With technology prices expected to continue declining, Cambodia could leverage its existing comparative advantage in low-cost manufacturing to attract foreign investments in industries that have already begun to adopt robots — such as the rubber and plastics, electronics and automotive sectors.
As the report highlights, economic viability — the relationship between the cost of technology and labour costs — plays a crucial role in robot adoption.
Countries like Malaysia and Thailand are already moving ahead with automation, but Cambodia’s lower labour costs mean that the shift will likely be slower and more gradual, which could provide valuable time for the workforce to adapt.
The ratio of employment to the size of the working-age population is higher in EAP countries than in other developing economies.
The differences within the region are significant, however. From lowest to highest, the ratio is between 60 and 67 per cent in Mongolia, the Philippines, Malaysia and Indonesia and between 72 and 83 per cent in China, Thailand, Vietnam and Cambodia.
These differences partly reflect the lower labour force participation of women in the former group of countries.
The share of the working-age population in the total population has declined the most in aging Mongolia, China, Thailand and Vietnam, but has increased especially in the more youthful Philippines, Malaysia, Indonesia and Cambodia.

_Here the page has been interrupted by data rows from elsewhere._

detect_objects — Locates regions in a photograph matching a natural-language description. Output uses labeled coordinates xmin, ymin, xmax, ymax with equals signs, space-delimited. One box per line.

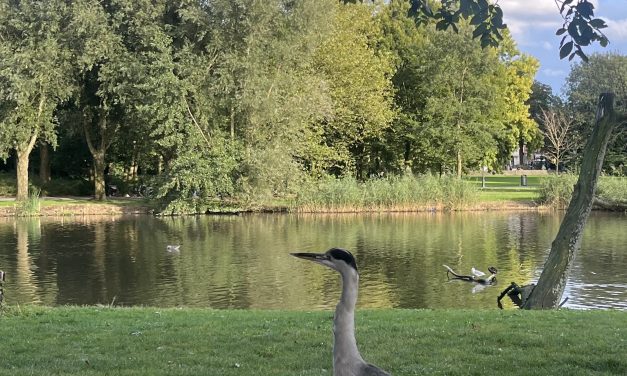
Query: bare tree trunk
xmin=83 ymin=113 xmax=115 ymax=201
xmin=457 ymin=150 xmax=462 ymax=178
xmin=523 ymin=93 xmax=627 ymax=309
xmin=518 ymin=136 xmax=527 ymax=167
xmin=93 ymin=151 xmax=107 ymax=201
xmin=15 ymin=133 xmax=37 ymax=201
xmin=39 ymin=142 xmax=50 ymax=183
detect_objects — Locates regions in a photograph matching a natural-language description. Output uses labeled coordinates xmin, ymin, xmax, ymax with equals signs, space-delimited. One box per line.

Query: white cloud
xmin=601 ymin=17 xmax=627 ymax=43
xmin=540 ymin=68 xmax=567 ymax=77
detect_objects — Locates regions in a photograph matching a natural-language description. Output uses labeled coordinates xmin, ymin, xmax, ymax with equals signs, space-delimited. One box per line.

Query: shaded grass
xmin=0 ymin=307 xmax=627 ymax=376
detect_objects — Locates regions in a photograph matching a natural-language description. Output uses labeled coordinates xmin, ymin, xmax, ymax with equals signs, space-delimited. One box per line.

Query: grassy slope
xmin=0 ymin=307 xmax=627 ymax=376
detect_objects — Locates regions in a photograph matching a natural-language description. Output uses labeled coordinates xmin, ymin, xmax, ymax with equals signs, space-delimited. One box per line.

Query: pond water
xmin=0 ymin=212 xmax=627 ymax=309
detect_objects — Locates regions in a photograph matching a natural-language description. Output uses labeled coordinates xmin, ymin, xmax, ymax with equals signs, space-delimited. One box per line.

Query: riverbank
xmin=0 ymin=307 xmax=627 ymax=376
xmin=0 ymin=195 xmax=550 ymax=217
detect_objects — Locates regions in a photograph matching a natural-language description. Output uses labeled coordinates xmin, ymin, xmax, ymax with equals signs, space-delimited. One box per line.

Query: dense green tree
xmin=499 ymin=37 xmax=542 ymax=168
xmin=566 ymin=53 xmax=627 ymax=174
xmin=0 ymin=1 xmax=72 ymax=200
xmin=315 ymin=4 xmax=394 ymax=179
xmin=412 ymin=23 xmax=507 ymax=176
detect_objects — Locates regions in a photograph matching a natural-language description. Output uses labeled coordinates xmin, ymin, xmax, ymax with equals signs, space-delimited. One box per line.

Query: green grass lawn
xmin=479 ymin=188 xmax=540 ymax=202
xmin=0 ymin=307 xmax=627 ymax=376
xmin=464 ymin=175 xmax=548 ymax=188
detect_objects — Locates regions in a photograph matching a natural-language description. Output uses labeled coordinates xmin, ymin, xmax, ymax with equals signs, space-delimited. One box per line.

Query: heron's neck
xmin=333 ymin=273 xmax=363 ymax=369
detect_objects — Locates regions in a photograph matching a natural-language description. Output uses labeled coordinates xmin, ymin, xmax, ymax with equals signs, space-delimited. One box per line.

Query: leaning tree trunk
xmin=39 ymin=142 xmax=50 ymax=183
xmin=15 ymin=133 xmax=37 ymax=201
xmin=523 ymin=93 xmax=625 ymax=309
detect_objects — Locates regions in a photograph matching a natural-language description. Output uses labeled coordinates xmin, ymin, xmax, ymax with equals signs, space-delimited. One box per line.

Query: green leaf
xmin=575 ymin=0 xmax=594 ymax=19
xmin=590 ymin=18 xmax=607 ymax=29
xmin=575 ymin=48 xmax=588 ymax=63
xmin=435 ymin=20 xmax=449 ymax=30
xmin=560 ymin=0 xmax=573 ymax=13
xmin=560 ymin=41 xmax=573 ymax=59
xmin=472 ymin=23 xmax=488 ymax=39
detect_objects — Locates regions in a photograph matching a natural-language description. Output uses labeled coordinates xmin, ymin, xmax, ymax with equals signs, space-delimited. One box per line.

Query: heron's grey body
xmin=293 ymin=248 xmax=390 ymax=376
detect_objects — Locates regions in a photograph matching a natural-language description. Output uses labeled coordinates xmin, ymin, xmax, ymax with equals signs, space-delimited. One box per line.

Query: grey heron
xmin=291 ymin=248 xmax=390 ymax=376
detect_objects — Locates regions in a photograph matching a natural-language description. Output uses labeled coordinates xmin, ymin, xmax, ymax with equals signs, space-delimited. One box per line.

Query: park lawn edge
xmin=0 ymin=306 xmax=627 ymax=376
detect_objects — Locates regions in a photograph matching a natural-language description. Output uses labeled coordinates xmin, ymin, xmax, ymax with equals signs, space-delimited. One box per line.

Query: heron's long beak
xmin=290 ymin=252 xmax=329 ymax=262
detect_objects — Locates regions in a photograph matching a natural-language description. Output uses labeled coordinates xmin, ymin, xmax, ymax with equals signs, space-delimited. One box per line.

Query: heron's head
xmin=291 ymin=248 xmax=357 ymax=273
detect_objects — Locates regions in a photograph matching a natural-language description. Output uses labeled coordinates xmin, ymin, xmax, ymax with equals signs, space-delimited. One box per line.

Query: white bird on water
xmin=291 ymin=248 xmax=390 ymax=376
xmin=165 ymin=244 xmax=181 ymax=252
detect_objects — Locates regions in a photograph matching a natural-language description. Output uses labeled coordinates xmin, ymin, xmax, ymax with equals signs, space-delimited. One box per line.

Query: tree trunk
xmin=15 ymin=134 xmax=37 ymax=201
xmin=93 ymin=151 xmax=107 ymax=201
xmin=518 ymin=136 xmax=526 ymax=167
xmin=39 ymin=142 xmax=50 ymax=183
xmin=523 ymin=93 xmax=626 ymax=309
xmin=457 ymin=150 xmax=462 ymax=178
xmin=83 ymin=112 xmax=115 ymax=201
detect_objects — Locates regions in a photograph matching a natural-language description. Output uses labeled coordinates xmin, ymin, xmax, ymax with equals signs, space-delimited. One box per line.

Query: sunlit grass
xmin=479 ymin=188 xmax=540 ymax=202
xmin=0 ymin=307 xmax=627 ymax=376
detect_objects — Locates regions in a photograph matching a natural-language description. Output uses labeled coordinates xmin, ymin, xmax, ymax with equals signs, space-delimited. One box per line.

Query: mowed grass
xmin=0 ymin=307 xmax=627 ymax=376
xmin=464 ymin=175 xmax=548 ymax=188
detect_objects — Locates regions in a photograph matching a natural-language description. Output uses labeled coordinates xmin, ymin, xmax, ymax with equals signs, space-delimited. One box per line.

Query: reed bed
xmin=540 ymin=174 xmax=627 ymax=209
xmin=290 ymin=175 xmax=479 ymax=213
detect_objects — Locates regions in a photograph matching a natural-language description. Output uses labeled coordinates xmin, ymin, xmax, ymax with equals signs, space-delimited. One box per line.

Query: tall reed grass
xmin=540 ymin=174 xmax=627 ymax=209
xmin=290 ymin=175 xmax=479 ymax=212
xmin=15 ymin=186 xmax=41 ymax=217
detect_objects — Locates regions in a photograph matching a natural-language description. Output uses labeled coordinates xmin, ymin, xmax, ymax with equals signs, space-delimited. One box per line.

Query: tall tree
xmin=540 ymin=108 xmax=580 ymax=174
xmin=499 ymin=37 xmax=542 ymax=165
xmin=0 ymin=1 xmax=72 ymax=200
xmin=422 ymin=23 xmax=507 ymax=176
xmin=315 ymin=4 xmax=394 ymax=179
xmin=566 ymin=53 xmax=627 ymax=174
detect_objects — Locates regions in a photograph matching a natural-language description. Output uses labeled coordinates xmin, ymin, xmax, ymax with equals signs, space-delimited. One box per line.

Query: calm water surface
xmin=0 ymin=212 xmax=627 ymax=309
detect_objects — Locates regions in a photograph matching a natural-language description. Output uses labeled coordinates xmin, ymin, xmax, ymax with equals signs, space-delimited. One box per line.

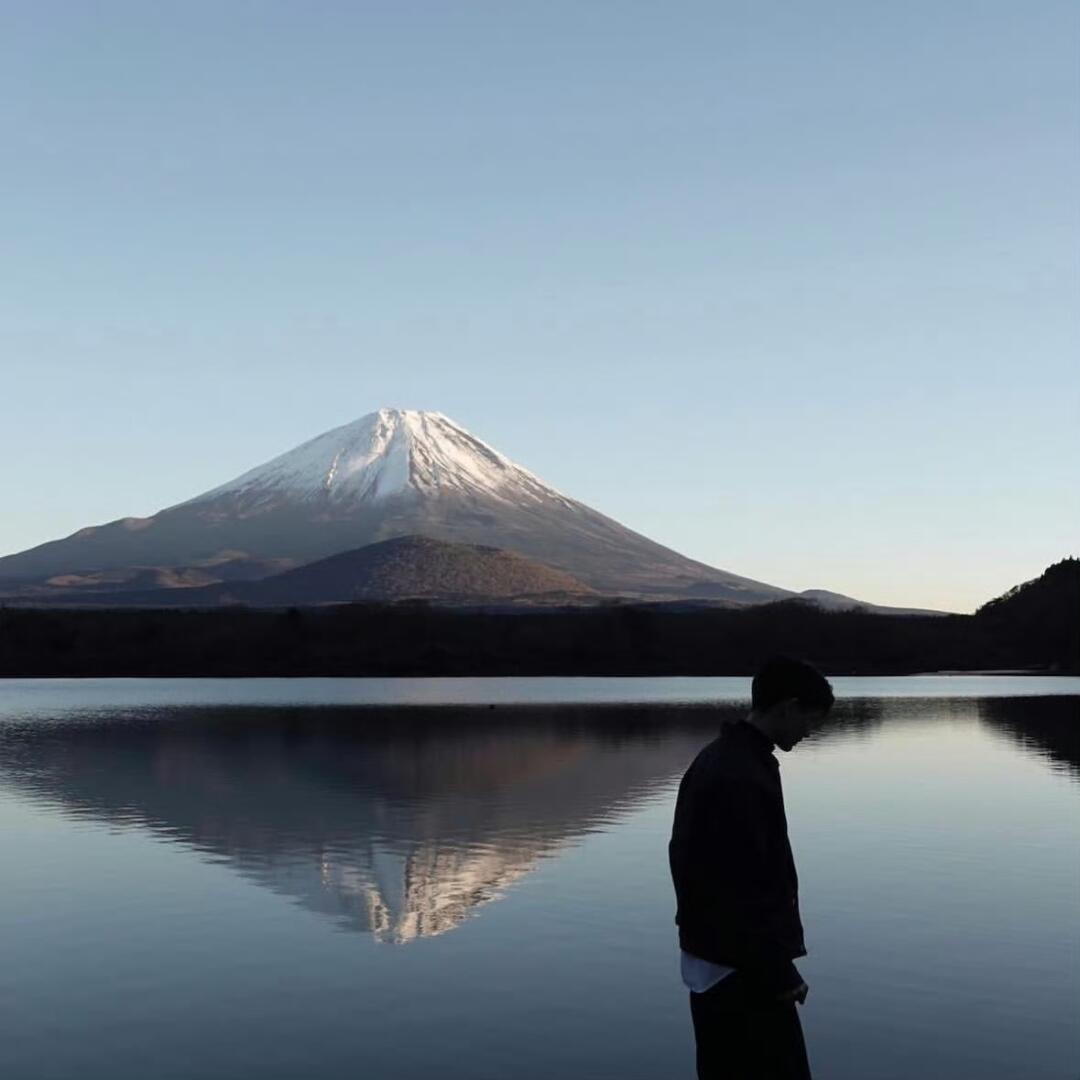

The report explores how technological advances are transforming labour markets across the region.
While robot adoption has supported job growth in manufacturing by boosting productivity and scaling production, it has also displaced low-skilled formal workers in routine tasks, particularly between 2018 and 2022 in five ASEAN countries.
In contrast, AI’s labour market effects remain nascent but are expected to create both displacement and augmentation impacts. Digital platforms are creating new job opportunities, especially for youth and women, though the benefits are uneven.
The report highlights that economic viability — rather than just technical feasibility — largely determines the pace and scope of technology adoption, which varies by country income level, labour cost and sector.